Malaria Diagnosed by Autopsy in a Young Traveler Returning From Uganda: Limitations of Surveillance

Christopher A. Taylor PhD, Dianna M. Blau DVM, PhD, Constance R. DiAngelo MD, Wun‐Ju Shieh MD, MPH, PhD, Sherif R. Zaki MD, PhD, Paul M. Arguin MD
DOI: http://dx.doi.org/10.1111/j.1708-8305.2012.00672.x 47-49 First published online: 1 January 2013

Abstract

Fatal infectious disease acquired during international travel is less likely to be captured through existing surveillance when diagnosis is delayed or missed, especially as autopsy rates decline. Death of a young girl owing to malaria demonstrates needs for increased examination of travel‐related deaths through postmortem investigation, autopsy, and expanded surveillance.

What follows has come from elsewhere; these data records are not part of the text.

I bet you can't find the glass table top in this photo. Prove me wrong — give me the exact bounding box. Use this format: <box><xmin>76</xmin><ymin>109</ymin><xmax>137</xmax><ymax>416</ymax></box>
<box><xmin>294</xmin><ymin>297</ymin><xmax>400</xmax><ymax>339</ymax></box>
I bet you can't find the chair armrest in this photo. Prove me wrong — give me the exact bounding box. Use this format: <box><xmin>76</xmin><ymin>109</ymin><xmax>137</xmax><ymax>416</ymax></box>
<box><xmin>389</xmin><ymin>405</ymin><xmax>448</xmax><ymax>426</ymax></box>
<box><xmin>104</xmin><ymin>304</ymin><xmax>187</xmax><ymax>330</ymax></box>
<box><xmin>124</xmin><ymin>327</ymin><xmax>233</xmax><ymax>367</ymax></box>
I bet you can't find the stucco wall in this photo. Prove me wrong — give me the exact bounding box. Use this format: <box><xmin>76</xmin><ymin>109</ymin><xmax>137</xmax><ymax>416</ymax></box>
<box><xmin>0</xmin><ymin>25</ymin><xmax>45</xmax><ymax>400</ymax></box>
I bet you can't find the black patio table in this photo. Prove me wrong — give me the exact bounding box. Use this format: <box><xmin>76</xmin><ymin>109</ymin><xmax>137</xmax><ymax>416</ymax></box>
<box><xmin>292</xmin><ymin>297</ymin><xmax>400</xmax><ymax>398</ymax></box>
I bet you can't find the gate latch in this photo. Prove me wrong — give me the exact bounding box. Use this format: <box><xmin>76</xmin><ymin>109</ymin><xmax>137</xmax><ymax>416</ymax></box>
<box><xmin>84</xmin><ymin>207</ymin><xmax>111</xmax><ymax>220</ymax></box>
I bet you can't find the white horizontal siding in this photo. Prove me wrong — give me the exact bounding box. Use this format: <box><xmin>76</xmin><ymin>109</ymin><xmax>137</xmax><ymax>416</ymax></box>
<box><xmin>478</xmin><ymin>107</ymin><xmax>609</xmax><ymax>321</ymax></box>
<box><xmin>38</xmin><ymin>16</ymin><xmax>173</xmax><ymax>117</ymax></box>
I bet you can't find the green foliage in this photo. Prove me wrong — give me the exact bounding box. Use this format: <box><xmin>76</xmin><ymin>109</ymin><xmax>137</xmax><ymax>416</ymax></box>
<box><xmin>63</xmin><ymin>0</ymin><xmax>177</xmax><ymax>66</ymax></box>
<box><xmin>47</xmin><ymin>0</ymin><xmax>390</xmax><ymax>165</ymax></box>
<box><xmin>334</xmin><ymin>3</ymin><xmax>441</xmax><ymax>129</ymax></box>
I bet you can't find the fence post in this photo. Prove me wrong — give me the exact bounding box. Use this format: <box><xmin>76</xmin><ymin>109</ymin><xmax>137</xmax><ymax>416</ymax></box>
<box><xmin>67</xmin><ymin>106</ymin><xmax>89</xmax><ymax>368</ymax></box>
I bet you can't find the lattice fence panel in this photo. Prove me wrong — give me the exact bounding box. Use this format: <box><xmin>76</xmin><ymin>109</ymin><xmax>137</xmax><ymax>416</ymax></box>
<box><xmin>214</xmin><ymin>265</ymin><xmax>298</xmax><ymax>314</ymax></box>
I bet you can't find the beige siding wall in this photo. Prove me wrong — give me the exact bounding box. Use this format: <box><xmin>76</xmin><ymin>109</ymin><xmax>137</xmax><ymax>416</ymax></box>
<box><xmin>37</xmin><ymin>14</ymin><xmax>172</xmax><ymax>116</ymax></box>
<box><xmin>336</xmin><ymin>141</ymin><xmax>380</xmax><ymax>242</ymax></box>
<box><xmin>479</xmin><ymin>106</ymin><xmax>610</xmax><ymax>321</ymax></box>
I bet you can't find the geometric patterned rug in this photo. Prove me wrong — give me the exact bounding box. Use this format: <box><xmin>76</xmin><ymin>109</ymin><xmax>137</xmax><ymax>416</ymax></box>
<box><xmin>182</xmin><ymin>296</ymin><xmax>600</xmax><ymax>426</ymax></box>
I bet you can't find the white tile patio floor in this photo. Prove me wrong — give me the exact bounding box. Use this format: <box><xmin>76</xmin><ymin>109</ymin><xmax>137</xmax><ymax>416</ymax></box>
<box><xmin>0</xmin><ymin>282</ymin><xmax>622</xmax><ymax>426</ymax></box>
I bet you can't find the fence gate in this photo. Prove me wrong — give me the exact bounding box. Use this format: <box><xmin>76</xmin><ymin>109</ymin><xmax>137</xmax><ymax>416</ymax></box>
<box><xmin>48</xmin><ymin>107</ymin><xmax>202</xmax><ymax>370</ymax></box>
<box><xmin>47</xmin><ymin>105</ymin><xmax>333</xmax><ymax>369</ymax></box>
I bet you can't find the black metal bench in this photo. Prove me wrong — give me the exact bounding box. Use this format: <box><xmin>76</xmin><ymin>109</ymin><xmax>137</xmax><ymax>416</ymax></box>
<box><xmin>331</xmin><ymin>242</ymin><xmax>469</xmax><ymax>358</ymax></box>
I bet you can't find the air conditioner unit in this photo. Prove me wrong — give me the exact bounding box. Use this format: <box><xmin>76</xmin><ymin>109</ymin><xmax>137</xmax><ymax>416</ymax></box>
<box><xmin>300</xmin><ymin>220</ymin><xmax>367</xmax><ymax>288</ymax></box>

Malaria, a mosquito‐borne parasitic infection, is one of the most common causes of systemic febrile illness in travelers.1 In the United States, approximately 1,500 cases of malaria are reported to the Centers for Disease Control and Prevention (CDC) each year, virtually all of which are imported from endemic countries via travelers.2 While surveillance system data have indicated that infectious diseases account for only a small number of travel‐related American deaths,3,4 ill recent travelers who are not diagnosed will not be identified as having an infectious disease‐related illness. This is of particular concern for illnesses that result in death in an era when autopsies are becoming uncommon.

Case Report

In May 2011, a 4‐year‐old girl and her mother returned to the United States after having spent more than 3 weeks visiting family in Uganda, a country where travelers are at high risk for acquiring malaria; neither had taken malaria chemoprophylaxis. While in Uganda, the girl became ill with fever and cough and presented to a clinic for treatment. Diarrhea and vomiting were reported; rash and bleeding were denied and no chronic conditions were reported. The girl was diagnosed with a bacterial infection and given acetaminophen suppositories and unspecified antibiotics. Care for the girl was sought six more times over a 2‐week period with continued signs and symptoms. Malaria was reportedly tested for but not diagnosed. High fever was still reported, and the decision was made to return to the United States.

On the return flight to the United States, the girl was very thirsty and drank a large amount of liquid without subsequently urinating either on the plane or in the terminal upon landing. While on a layover at Dulles International Airport (Dulles, VA), she became unresponsive. She was pronounced dead at a hospital an hour later.

Her body was transferred to the Virginia Department of Health Office of the Chief Medical Examiner to perform an autopsy, as required by Virginia law in cases of sudden unexpected death.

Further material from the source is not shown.